Riley Pierce has been closely and influentially identified with agricultural interests of Bremer County for many years and is now numbered among the extensive landowners and successful agriculturists of this vicinity. He was born in Cattaraugus county, New York, September 4, 1834, and is a son of Luther and Clarissa (Wells) Pierce, the former born January 18, 1802, and the latter, February 14, 1807. When Luther Pierce was nineteen years of age he agreed to pay his father twenty dollars for the time yet remaining before he attained his majority, and, being thus released from work on the farm, went to New York state, where he worked in the lumber woods. About 1838 he removed to Illinois and there engaged in farming, meeting with well deserved success as a reward of his energy and enterprise. He accumulated six hundred acres of land and amassed a comfortable fortune, which he expended always wisely and practically. In community affairs he took an active and prominent part, serving as justice of the peace and supervisor, and he became known as Father Pierce to his many friends. He had six children, Julian, Rosina, Riley, Desdemona, Mary and Byron.

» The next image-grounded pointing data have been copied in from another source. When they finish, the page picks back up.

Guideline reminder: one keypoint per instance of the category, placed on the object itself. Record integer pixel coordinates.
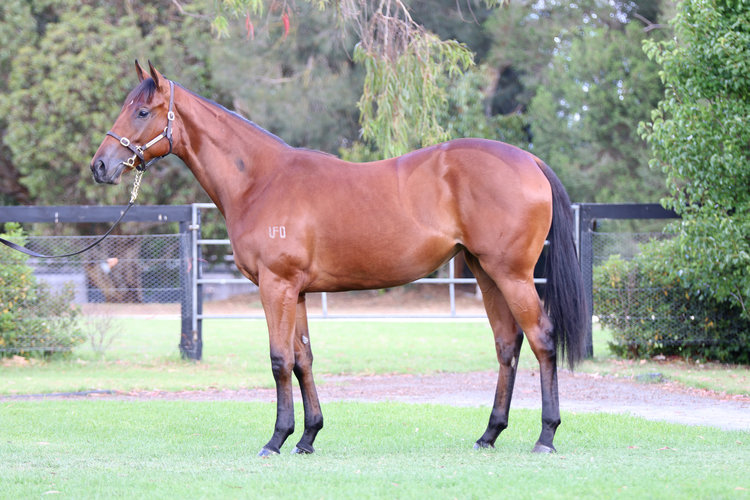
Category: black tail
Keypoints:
(564, 296)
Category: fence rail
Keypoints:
(192, 278)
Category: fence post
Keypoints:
(586, 254)
(191, 342)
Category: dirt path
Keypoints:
(579, 392)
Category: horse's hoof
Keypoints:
(481, 445)
(542, 448)
(265, 453)
(302, 451)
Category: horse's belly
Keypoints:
(380, 265)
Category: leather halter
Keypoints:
(139, 150)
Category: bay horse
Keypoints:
(304, 221)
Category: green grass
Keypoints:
(145, 357)
(732, 379)
(115, 449)
(235, 354)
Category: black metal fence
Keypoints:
(124, 269)
(163, 267)
(597, 246)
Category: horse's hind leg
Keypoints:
(526, 307)
(303, 359)
(508, 340)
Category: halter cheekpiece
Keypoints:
(139, 150)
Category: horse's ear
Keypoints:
(155, 75)
(140, 71)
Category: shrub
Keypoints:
(33, 319)
(651, 311)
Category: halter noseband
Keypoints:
(139, 150)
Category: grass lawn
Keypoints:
(145, 357)
(179, 449)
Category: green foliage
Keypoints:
(700, 138)
(466, 116)
(402, 95)
(584, 118)
(303, 88)
(652, 311)
(33, 320)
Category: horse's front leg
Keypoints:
(279, 299)
(303, 359)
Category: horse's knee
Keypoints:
(281, 365)
(509, 349)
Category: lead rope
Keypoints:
(136, 185)
(133, 196)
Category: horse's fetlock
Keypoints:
(315, 422)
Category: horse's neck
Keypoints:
(228, 155)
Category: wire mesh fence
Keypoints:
(41, 300)
(650, 314)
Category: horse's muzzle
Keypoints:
(99, 169)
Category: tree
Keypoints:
(303, 88)
(700, 137)
(585, 118)
(405, 67)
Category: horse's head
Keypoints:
(143, 131)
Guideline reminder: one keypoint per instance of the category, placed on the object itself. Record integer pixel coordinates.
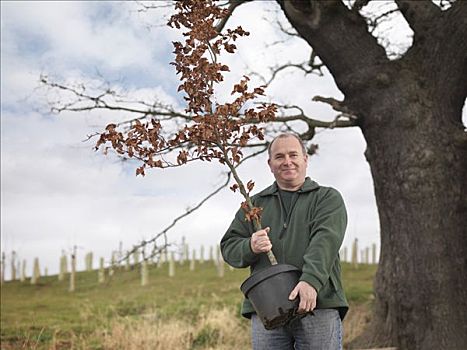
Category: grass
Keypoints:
(122, 314)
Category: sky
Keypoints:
(57, 192)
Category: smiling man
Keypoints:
(304, 225)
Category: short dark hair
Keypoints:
(283, 136)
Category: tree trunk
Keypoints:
(419, 163)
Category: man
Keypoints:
(304, 225)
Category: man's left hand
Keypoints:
(307, 295)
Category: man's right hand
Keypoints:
(260, 242)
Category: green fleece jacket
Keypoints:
(308, 237)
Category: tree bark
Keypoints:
(410, 115)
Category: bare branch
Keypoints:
(419, 14)
(359, 4)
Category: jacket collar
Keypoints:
(308, 186)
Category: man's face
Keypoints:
(288, 163)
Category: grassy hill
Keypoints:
(193, 310)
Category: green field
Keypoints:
(120, 311)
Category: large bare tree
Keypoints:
(409, 109)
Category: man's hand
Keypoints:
(260, 242)
(307, 296)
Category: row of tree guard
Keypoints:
(120, 260)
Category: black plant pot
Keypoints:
(268, 291)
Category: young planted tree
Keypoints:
(216, 131)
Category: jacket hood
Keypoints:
(308, 186)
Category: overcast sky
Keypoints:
(56, 192)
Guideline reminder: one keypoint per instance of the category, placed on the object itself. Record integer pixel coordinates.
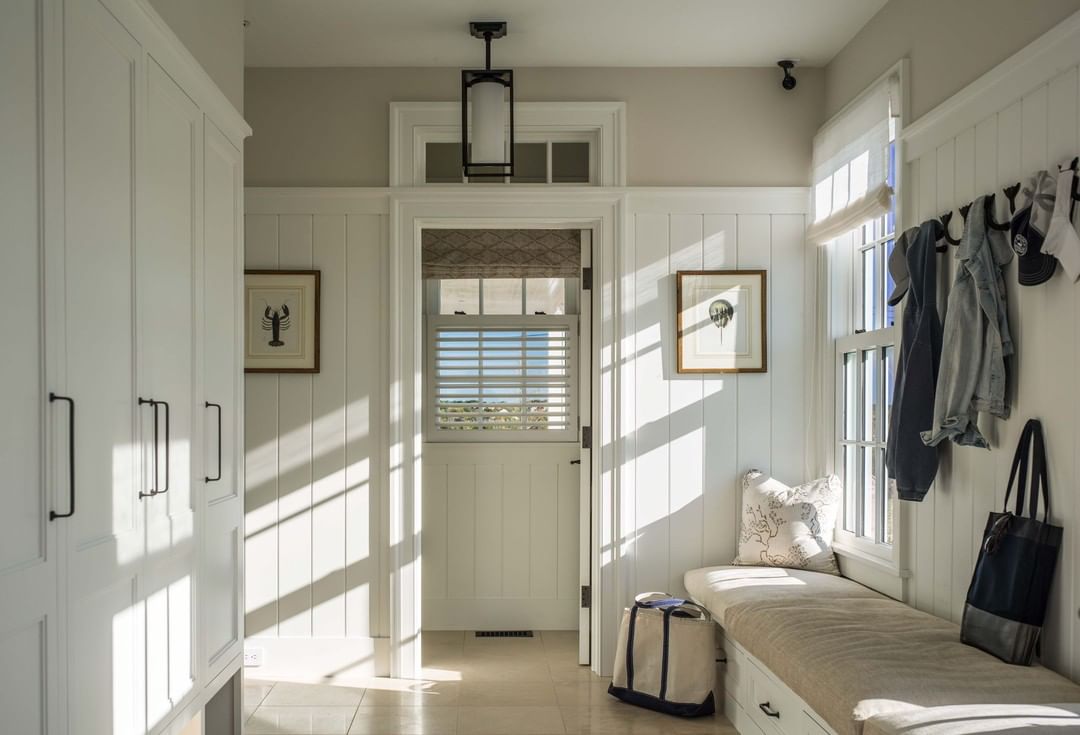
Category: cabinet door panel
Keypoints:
(221, 336)
(223, 509)
(169, 236)
(28, 566)
(103, 98)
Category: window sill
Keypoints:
(875, 560)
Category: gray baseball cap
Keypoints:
(898, 266)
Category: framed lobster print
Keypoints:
(720, 322)
(281, 321)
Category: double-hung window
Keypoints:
(855, 177)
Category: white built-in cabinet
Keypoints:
(121, 515)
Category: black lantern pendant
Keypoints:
(487, 111)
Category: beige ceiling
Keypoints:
(551, 32)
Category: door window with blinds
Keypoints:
(501, 348)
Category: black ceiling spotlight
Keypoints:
(487, 111)
(788, 81)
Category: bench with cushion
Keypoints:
(846, 654)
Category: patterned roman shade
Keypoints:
(501, 254)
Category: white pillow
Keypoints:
(788, 527)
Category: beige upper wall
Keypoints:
(950, 43)
(213, 30)
(685, 126)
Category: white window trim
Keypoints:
(604, 124)
(840, 295)
(569, 435)
(880, 554)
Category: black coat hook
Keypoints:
(1011, 194)
(946, 218)
(993, 223)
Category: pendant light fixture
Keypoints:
(487, 111)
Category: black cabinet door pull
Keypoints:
(70, 402)
(208, 478)
(153, 487)
(167, 443)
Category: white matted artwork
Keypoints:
(281, 310)
(721, 322)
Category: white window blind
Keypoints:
(502, 378)
(851, 163)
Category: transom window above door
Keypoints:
(566, 161)
(556, 144)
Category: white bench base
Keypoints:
(757, 703)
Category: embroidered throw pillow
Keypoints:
(788, 527)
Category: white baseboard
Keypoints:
(500, 614)
(320, 659)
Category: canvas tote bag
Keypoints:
(665, 658)
(1007, 600)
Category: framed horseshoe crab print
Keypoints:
(281, 321)
(720, 320)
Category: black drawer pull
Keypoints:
(153, 488)
(769, 711)
(167, 464)
(208, 478)
(70, 402)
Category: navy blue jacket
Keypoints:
(910, 462)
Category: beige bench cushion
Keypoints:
(980, 720)
(853, 658)
(717, 588)
(851, 653)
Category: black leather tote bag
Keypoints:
(1007, 600)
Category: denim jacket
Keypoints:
(972, 376)
(912, 463)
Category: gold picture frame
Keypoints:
(281, 321)
(721, 322)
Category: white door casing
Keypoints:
(584, 494)
(409, 215)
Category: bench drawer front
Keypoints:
(772, 706)
(734, 671)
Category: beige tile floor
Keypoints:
(472, 686)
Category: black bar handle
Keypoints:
(153, 489)
(208, 478)
(167, 464)
(70, 402)
(769, 711)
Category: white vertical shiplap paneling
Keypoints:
(686, 426)
(790, 260)
(946, 492)
(719, 446)
(365, 607)
(754, 418)
(260, 449)
(1038, 131)
(328, 435)
(693, 436)
(313, 453)
(295, 460)
(652, 461)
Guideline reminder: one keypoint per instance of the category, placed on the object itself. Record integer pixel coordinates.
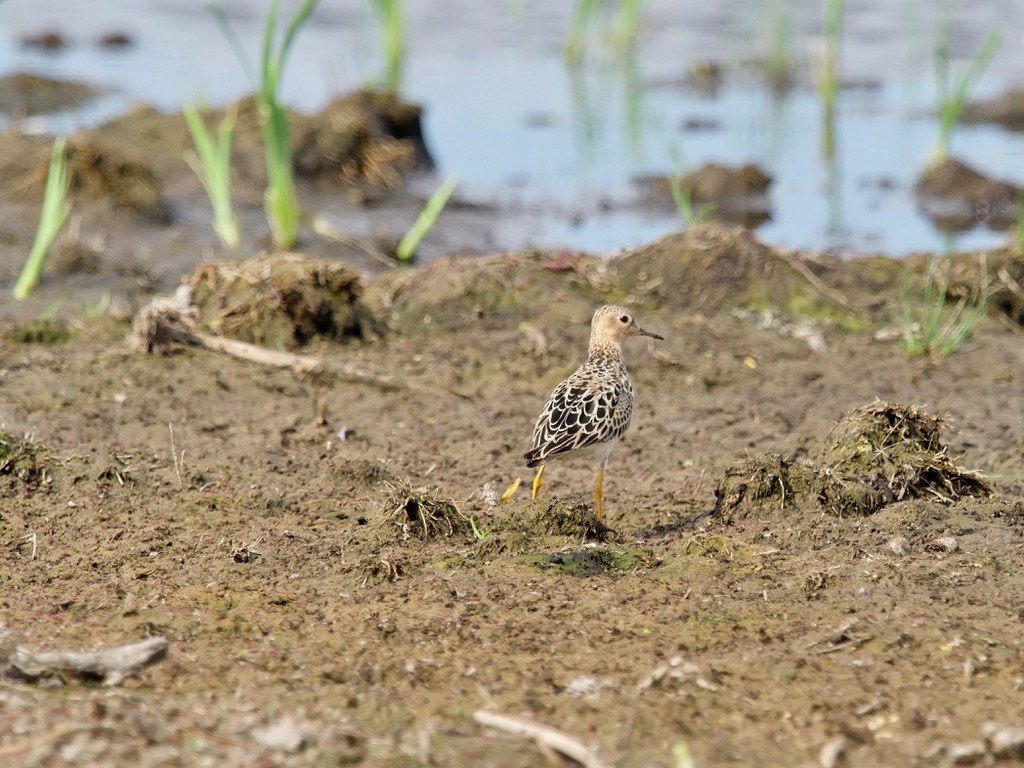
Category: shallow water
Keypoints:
(522, 130)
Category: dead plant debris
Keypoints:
(281, 300)
(876, 455)
(416, 514)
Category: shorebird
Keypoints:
(592, 409)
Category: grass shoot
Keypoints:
(778, 53)
(426, 220)
(392, 19)
(212, 163)
(684, 202)
(951, 102)
(930, 330)
(625, 33)
(1019, 228)
(583, 15)
(54, 213)
(828, 79)
(281, 199)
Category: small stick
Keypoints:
(544, 735)
(110, 665)
(178, 463)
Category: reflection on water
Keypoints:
(507, 115)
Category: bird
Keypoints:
(592, 409)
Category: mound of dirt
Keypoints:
(363, 137)
(281, 301)
(956, 197)
(100, 169)
(875, 456)
(710, 267)
(495, 291)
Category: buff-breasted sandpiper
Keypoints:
(592, 409)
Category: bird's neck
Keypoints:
(604, 348)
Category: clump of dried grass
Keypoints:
(876, 455)
(416, 514)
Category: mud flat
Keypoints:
(811, 552)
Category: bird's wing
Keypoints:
(579, 414)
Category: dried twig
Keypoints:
(544, 735)
(179, 461)
(174, 320)
(110, 665)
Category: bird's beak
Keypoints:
(642, 332)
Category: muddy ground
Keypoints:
(325, 552)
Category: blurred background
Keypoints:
(561, 111)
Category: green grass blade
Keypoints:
(426, 219)
(391, 15)
(951, 105)
(54, 213)
(212, 163)
(281, 200)
(232, 40)
(268, 61)
(298, 20)
(585, 11)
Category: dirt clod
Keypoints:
(281, 301)
(876, 455)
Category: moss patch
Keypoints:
(24, 465)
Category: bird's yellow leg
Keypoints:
(537, 481)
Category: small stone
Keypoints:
(284, 734)
(1007, 742)
(944, 544)
(832, 752)
(967, 753)
(899, 545)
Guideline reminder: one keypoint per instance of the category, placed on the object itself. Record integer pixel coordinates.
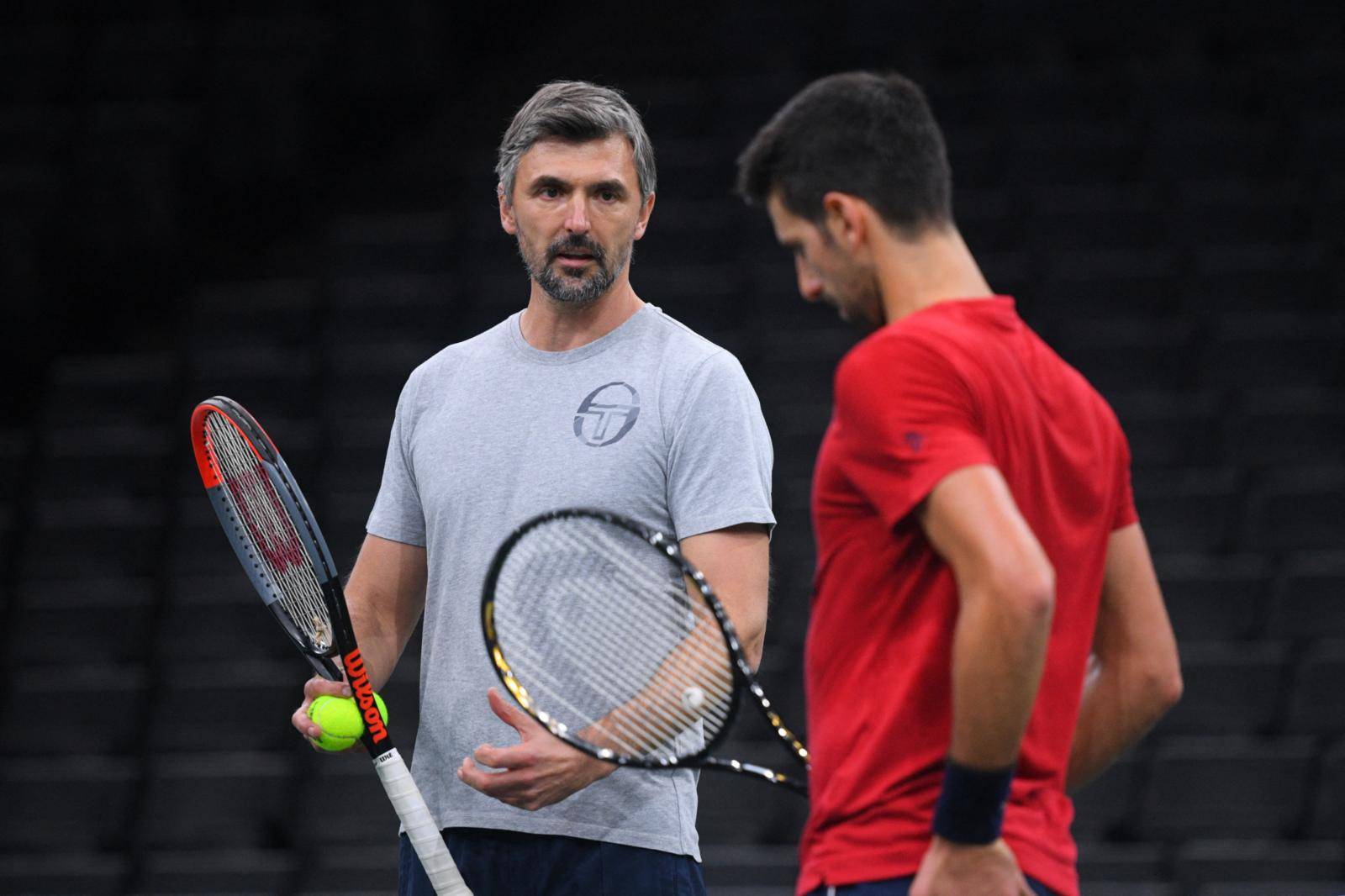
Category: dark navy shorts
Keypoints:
(898, 887)
(504, 862)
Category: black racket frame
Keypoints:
(743, 676)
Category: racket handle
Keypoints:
(420, 825)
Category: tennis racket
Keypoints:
(284, 555)
(609, 636)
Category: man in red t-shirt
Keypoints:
(988, 630)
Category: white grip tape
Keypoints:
(420, 825)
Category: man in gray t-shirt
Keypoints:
(588, 397)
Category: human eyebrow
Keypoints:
(611, 186)
(549, 182)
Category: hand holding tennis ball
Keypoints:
(340, 721)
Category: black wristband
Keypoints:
(972, 804)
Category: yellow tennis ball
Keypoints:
(340, 720)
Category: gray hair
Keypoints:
(575, 111)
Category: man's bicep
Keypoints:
(974, 524)
(736, 561)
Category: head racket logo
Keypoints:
(607, 414)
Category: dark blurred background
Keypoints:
(293, 205)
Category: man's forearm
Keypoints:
(380, 645)
(1118, 707)
(999, 651)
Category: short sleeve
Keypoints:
(1126, 513)
(397, 513)
(720, 458)
(905, 419)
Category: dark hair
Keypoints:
(868, 134)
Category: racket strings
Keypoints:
(600, 629)
(269, 530)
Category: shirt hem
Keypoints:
(701, 525)
(393, 533)
(568, 828)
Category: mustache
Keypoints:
(576, 242)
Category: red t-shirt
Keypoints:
(952, 385)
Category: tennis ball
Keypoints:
(340, 721)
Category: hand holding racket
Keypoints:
(607, 635)
(284, 555)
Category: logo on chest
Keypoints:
(607, 414)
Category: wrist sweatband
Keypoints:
(972, 804)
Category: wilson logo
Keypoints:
(365, 696)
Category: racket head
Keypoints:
(269, 526)
(584, 609)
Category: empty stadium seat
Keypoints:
(1274, 349)
(1172, 428)
(272, 382)
(241, 872)
(343, 801)
(1203, 862)
(1228, 689)
(1329, 804)
(1107, 806)
(76, 707)
(1300, 509)
(15, 445)
(253, 314)
(1311, 598)
(1111, 282)
(221, 799)
(1116, 862)
(394, 242)
(71, 802)
(1226, 788)
(58, 873)
(351, 869)
(1324, 887)
(251, 698)
(383, 308)
(81, 537)
(737, 810)
(1188, 509)
(84, 619)
(1282, 427)
(1258, 276)
(1318, 700)
(750, 867)
(219, 615)
(111, 461)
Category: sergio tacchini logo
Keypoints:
(607, 414)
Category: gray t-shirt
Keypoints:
(651, 421)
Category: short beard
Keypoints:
(578, 291)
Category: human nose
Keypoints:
(578, 221)
(810, 286)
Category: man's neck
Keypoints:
(936, 266)
(556, 326)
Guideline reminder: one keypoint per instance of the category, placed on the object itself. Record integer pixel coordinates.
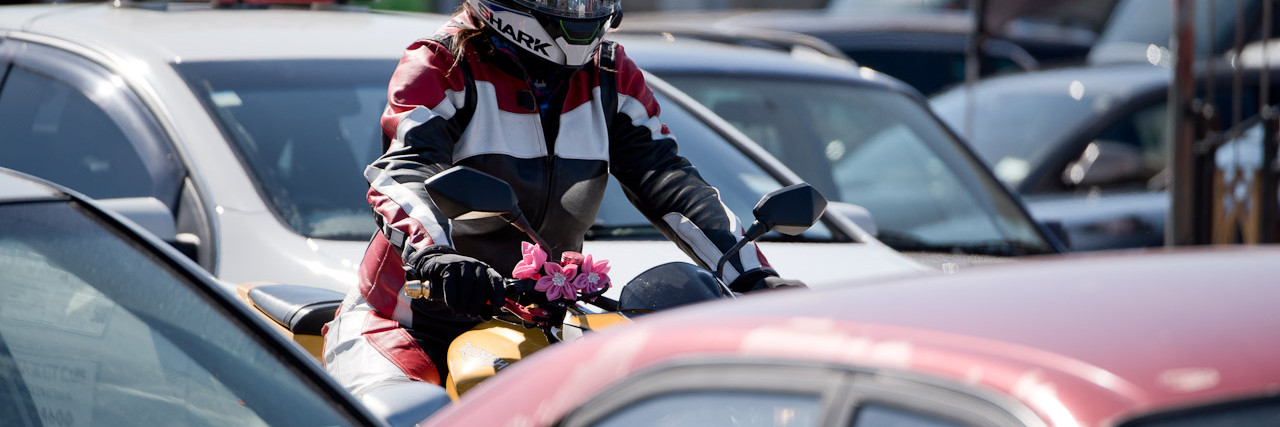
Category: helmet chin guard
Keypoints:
(566, 35)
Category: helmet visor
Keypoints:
(574, 8)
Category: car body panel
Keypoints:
(158, 334)
(144, 45)
(1084, 340)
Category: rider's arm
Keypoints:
(419, 128)
(666, 187)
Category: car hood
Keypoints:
(818, 265)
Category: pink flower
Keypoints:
(593, 276)
(531, 263)
(558, 281)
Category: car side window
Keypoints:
(1128, 155)
(122, 338)
(721, 408)
(55, 132)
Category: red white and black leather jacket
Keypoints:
(478, 111)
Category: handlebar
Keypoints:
(535, 310)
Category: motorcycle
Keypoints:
(530, 321)
(534, 317)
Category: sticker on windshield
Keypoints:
(225, 99)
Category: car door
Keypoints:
(77, 123)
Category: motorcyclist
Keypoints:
(526, 91)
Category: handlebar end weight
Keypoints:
(417, 289)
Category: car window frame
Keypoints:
(187, 205)
(124, 109)
(842, 390)
(728, 376)
(201, 284)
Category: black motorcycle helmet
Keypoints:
(565, 32)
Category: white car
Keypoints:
(240, 134)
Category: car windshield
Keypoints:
(99, 330)
(1142, 23)
(740, 180)
(1014, 125)
(877, 148)
(307, 128)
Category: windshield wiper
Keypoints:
(904, 242)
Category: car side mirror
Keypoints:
(1105, 163)
(154, 216)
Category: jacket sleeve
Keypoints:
(666, 187)
(419, 133)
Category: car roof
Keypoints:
(209, 33)
(17, 187)
(661, 54)
(1083, 339)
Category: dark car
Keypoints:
(923, 50)
(1132, 340)
(1087, 146)
(1139, 31)
(101, 324)
(859, 137)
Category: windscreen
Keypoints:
(1015, 127)
(878, 148)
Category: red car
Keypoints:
(1147, 339)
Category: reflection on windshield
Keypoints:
(880, 150)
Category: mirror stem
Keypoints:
(753, 233)
(519, 220)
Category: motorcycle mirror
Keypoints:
(465, 193)
(789, 210)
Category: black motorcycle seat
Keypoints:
(301, 310)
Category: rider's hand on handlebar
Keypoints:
(763, 279)
(469, 287)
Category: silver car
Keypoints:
(246, 132)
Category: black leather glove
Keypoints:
(763, 279)
(469, 287)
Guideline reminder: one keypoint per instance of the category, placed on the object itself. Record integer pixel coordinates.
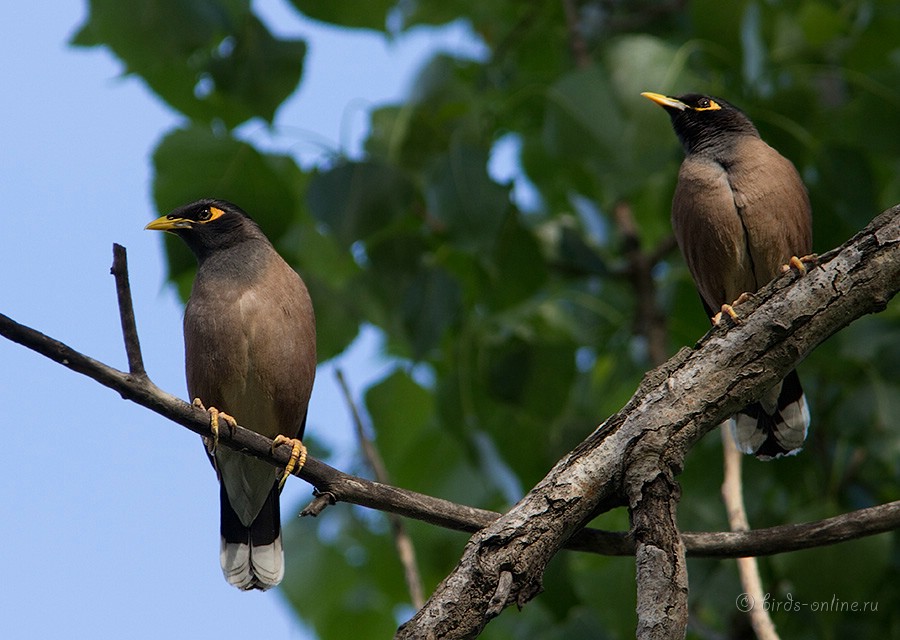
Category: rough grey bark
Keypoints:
(636, 452)
(632, 458)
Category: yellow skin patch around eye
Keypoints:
(167, 223)
(713, 106)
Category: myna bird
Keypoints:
(250, 355)
(740, 213)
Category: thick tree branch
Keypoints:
(403, 543)
(676, 404)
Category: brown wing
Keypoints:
(250, 351)
(737, 227)
(773, 205)
(709, 231)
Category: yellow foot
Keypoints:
(214, 416)
(800, 263)
(298, 456)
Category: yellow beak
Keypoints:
(164, 223)
(665, 101)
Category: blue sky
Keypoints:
(110, 513)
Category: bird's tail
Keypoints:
(252, 557)
(776, 425)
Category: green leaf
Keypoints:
(195, 163)
(356, 200)
(463, 199)
(354, 14)
(431, 304)
(211, 60)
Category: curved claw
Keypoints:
(298, 456)
(800, 263)
(214, 416)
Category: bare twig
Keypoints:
(673, 408)
(402, 541)
(748, 567)
(649, 320)
(119, 271)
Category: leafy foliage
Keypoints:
(512, 323)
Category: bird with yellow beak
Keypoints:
(250, 356)
(740, 212)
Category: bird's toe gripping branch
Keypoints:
(298, 456)
(800, 263)
(214, 416)
(728, 309)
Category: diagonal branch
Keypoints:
(618, 464)
(405, 548)
(675, 406)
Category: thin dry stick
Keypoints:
(402, 541)
(342, 487)
(119, 271)
(733, 496)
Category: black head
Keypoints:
(208, 225)
(704, 122)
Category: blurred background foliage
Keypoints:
(489, 230)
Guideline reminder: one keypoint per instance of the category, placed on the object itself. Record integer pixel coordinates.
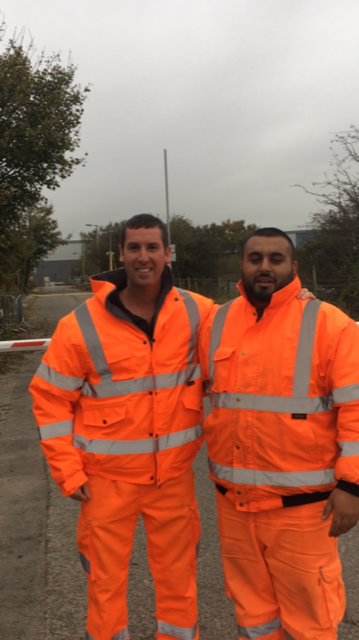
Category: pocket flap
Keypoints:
(193, 402)
(331, 571)
(118, 351)
(104, 416)
(223, 353)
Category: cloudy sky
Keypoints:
(244, 94)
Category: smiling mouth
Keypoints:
(264, 281)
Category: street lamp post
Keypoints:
(97, 244)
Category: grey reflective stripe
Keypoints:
(178, 439)
(56, 429)
(303, 360)
(273, 404)
(258, 477)
(107, 388)
(216, 335)
(92, 340)
(113, 447)
(86, 564)
(259, 631)
(184, 633)
(194, 321)
(121, 635)
(68, 383)
(349, 448)
(346, 394)
(146, 445)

Riley Pierce was still a child when his parents moved to Illinois and he acquired his education in the public schools of that state. In 1859 he joined a party of pioneers driving ox teams across the continent to California. He started from his home in DuPage county, four miles south of Elgin, and afterward joined a party of travelers with fifty wagons. The caravan made the trip to California without being molested and in that state Mr. Pierce engaged in teaming and farming, having joined a cousin, Hiram Thurston, who had gone to the state ten years before. He worked in the latter's employ for some time and remained in California until 1861, in which year he returned by way of the Isthmus, intending to enlist for service in the Civil War. Being, however, too late for the first draft of seventy-five thousand volunteers and too early for the draft of three hundred thousand, he moved to Iowa and settled in Bremer county, this state, buying land in Polk township from the government. He paid one dollar and twenty-five cents per acre for this property and he continued to develop and improve it for many years thereafter, adding greatly to its value and attractiveness. His holdings comprise three hundred and twenty-four acres and there are also eighty acres across the river, which Mr. Pierce uses as pasture for his fine herd of shorthorn and Durham cattle and his registered Percheron horses. On the home farm Mr. Pierce has erected two large silos, fine barns and outbuildings and a comfortable residence and has made it in all respects a valuable and productive property. He still makes his home upon it and gives a general supervision to its management, but the farm is operated by his sons, who have also charge of a large property in Wisconsin and another in North Dakota. Mr. Pierce is vice president of the Savings Bank of Plainfield and is recognized as a discriminating financier and a farsighted and able business man.

On the 23rd of September, 1862, Mr. Pierce was united in marriage to Miss Vernelia Panton, a native of Oakland county, Michigan, and a daughter of William and Jane Ann (Lane) Panton, the former born in Milton, Kent county, England, and the latter in Victor, New York. Mr. and Mrs. Pierce became the parents of three children: William, who lives at home; Frank, who lives in Wisconsin, where he has married and where he engages successfully in the lumber business, being also president of the First National Bank at Winona; and Vernon, also at home.

Mr. Pierce gives his political allegiance to the democratic party and has served two three-year terms as supervisor. In 1904 he was delegate to the National Farmers Convention at Fort Worth, Texas, and he gives his aid and active support to every progressive public project, being known as a loyal and public-spirited citizen. He is a worthy and upright gentleman, whose life has ever been in harmony with his professions and whose good qualities have gained for him an honored name.